How Good Lusophones are Data Science LLM Agents?:Evaluating Agentic Approaches for Data Science in Portuguese Contexts
Large Language Models; Data Science; Machine Learning; Portuguese; Natural Language Processing.
Data science (DS) and data analysis are complex fields, often requiring highly specialized professionals and time-intensive methods. Analyzing data and creating predictive models commonly involve intricate planning and reasoning capabilities once considered exclusive to humans. However, current advancements in large language models (LLMs), such as complex reasoning and tool use, have challenged this notion. Such advancements are reflected in the numerous recent studies that effectively apply tool-using LLM agents for data analysis and machine learning tasks. However, these developments are not as accessible as one might hope, with most frameworks and evaluations exclusively conducted using English prompts, data, and metadata. Specifically, LLM-automated DS in Portuguese contexts remains largely unassessed in the literature.

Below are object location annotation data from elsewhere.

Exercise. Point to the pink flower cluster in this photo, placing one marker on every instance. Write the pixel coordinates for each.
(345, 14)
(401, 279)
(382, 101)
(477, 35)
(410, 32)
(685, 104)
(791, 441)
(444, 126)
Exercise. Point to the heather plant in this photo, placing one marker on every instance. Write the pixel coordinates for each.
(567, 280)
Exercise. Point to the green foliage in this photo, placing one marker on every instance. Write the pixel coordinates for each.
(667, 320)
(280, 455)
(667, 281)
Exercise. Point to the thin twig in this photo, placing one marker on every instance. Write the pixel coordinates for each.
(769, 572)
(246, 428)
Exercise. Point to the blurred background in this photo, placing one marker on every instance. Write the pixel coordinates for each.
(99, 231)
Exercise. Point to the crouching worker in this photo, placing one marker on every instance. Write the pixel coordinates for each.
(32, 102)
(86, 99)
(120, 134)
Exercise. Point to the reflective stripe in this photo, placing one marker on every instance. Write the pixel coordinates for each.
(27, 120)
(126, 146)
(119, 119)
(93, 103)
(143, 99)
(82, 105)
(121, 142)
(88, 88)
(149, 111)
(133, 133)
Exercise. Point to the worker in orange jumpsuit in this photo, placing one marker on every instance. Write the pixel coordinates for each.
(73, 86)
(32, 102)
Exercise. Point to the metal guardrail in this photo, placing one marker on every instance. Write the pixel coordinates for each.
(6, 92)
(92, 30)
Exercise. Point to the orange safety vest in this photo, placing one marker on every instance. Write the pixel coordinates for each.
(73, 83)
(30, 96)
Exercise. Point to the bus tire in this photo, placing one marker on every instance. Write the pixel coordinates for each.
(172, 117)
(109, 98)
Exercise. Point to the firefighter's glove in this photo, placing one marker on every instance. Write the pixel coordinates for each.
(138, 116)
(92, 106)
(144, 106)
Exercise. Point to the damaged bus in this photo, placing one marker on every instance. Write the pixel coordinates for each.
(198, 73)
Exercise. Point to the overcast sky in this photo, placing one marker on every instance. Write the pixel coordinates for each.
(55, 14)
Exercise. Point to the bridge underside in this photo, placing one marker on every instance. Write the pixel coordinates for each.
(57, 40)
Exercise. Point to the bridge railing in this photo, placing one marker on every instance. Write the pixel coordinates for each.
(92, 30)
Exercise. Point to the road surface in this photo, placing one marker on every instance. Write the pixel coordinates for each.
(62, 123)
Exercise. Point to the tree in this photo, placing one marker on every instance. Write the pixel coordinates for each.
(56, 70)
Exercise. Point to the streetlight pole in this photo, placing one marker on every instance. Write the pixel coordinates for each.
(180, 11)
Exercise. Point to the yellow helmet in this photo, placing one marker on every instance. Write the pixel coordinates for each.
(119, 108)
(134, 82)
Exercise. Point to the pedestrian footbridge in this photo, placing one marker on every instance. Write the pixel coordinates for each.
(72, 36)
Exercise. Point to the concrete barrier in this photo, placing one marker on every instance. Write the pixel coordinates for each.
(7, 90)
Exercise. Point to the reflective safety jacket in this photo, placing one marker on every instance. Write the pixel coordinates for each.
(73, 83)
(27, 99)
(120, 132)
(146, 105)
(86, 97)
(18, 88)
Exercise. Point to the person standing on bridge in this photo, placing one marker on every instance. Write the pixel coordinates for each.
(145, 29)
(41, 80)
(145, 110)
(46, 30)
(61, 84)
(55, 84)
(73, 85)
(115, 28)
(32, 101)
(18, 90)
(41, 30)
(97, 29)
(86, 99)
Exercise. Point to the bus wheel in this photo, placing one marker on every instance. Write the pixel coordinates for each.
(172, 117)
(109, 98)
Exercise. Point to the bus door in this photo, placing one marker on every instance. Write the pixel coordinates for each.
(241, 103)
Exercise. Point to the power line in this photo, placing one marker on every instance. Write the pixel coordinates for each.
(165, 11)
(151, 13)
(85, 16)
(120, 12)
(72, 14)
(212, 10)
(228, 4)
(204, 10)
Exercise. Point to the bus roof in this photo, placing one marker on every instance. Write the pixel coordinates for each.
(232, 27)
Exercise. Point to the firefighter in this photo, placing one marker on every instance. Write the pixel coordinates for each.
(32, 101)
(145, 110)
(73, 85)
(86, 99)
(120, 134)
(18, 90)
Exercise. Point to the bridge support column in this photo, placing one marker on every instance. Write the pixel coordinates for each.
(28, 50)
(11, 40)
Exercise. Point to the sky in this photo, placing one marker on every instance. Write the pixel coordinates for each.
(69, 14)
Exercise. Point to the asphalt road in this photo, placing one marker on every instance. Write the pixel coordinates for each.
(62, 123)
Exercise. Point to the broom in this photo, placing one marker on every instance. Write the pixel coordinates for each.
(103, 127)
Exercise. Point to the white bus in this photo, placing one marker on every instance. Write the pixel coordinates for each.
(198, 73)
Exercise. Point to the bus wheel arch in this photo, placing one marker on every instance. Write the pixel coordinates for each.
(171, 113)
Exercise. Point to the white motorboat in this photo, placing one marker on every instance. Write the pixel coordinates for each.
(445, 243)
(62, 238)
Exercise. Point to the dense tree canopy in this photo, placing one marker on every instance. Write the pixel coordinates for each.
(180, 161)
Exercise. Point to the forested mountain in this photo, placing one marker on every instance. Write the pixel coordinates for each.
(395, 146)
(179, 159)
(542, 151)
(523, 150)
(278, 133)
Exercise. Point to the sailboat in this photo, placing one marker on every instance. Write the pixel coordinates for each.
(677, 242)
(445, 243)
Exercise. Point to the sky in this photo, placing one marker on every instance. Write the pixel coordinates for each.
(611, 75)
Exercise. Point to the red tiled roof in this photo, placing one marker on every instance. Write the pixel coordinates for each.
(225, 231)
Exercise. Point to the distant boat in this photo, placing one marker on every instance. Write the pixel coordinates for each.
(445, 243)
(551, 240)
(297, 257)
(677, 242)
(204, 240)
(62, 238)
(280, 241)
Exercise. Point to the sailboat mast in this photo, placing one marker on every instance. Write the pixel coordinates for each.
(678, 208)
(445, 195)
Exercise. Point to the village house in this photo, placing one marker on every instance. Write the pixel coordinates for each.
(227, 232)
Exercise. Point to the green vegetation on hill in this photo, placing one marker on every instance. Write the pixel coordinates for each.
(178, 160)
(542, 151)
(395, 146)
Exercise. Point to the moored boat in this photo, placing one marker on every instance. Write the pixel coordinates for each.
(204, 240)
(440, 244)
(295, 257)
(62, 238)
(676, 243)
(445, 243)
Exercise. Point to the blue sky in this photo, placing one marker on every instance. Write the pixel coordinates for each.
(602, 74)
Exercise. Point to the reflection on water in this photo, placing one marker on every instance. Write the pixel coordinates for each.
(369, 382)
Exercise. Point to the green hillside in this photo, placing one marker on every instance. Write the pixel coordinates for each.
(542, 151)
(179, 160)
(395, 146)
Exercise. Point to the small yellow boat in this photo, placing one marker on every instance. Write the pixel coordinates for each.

To address this gap, we aim to evaluate how capable language models are at conducting lusophone analysis. To that end, we will develop a new evaluation set for Portuguese automated data science and hope to employ it to validate LLMs' accuracy and linguistic consistency when performing exploratory data analysis (EDA) and machine learning engineering (MLE). Additionally, we will explore a novel approach to assess agents on automated exploratory analysis, by ranking their analyses based on the improvement they provide to the subsequent task of automated MLE when compared to an EDA-free baseline.